[Tarantool-patches] [PATCH vshard 5/6] router: introduce automatic master discovery
Oleg Babin
olegrok at tarantool.org
Fri Jul 2 14:48:20 MSK 2021
Thanks for your patch. See 8 comments below.
On 02.07.2021 01:09, Vladislav Shpilevoy wrote:
> Part of #75
>
> @TarantoolBot document
> Title: VShard router master discovery
>
> Router used not to be able to find master nodes in the configured
> replicasets on its own. It relied only on how they were specified
> in the config.
>
> This becomes a problem when master changes and the change is not
> delivered to the router's config somewhy. For instance, the router
> does not rely on a central config provider. Or it does rely, but
> the provider can't deliver a new config due to any reason.
>
> This is getting especially tricky with built-in automatic master
> elections which are not supported by vshard yet, but they will be,
> they won't depend on any config.
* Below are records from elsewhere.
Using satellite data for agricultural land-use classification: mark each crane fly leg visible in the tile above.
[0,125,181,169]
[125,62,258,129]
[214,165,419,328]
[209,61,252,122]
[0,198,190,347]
Master role won't be pinned to
> one node then.
Is it possible to implement some simple test that shows if RAFT changes
a leader, vshard catches this changes? Of course, it will be test for
new Tarantool versions.
> Now there is a new feature to overcome the master search problem -
> configurable automatic master discovery on the router.
>
> Router goes to the replicasets, marked as having an auto master,
> finds a master in them, and periodically checks if the master is
> still a master.
>
> When a master in a replicaset stops being a master, the router
> walks all nodes of the replicaset and finds who is the new master.
>
> To turn the feature on there is a new option in router's config:
> `master = 'auto'`. It should be specified per-replicaset, and is
> not compatible with specifying a master manually.
>
> This is how a good config looks:
> ```
> config = {
> sharding = {
> <replicaset uuid> = {
> master = 'auto',
> replicas = {...},
> },
> ...
> },
> ...
> }
> ```
>
> This is how a bad config looks:
> ```
> config = {
> sharding = {
> <replicaset uuid> = {
> master = 'auto',
> replicas = {
> <replica uuid1> = {
> master = true,
> ...
> },
> <replica uuid2> = {
> master = false,
> ...
> },
> },
> },
> ...
> },
> ...
> }
> ```
> It will not work, because either `master = 'auto'` can be
> specified, or the master is assigned manually. Not both at the
> same time.
> ---
> test/router/master_discovery.result | 514 ++++++++++++++++++++++++++
> test/router/master_discovery.test.lua | 248 +++++++++++++
> vshard/consts.lua | 5 +
> vshard/error.lua | 5 +
> vshard/replicaset.lua | 203 +++++++++-
> vshard/router/init.lua | 98 ++++-
> 6 files changed, 1051 insertions(+), 22 deletions(-)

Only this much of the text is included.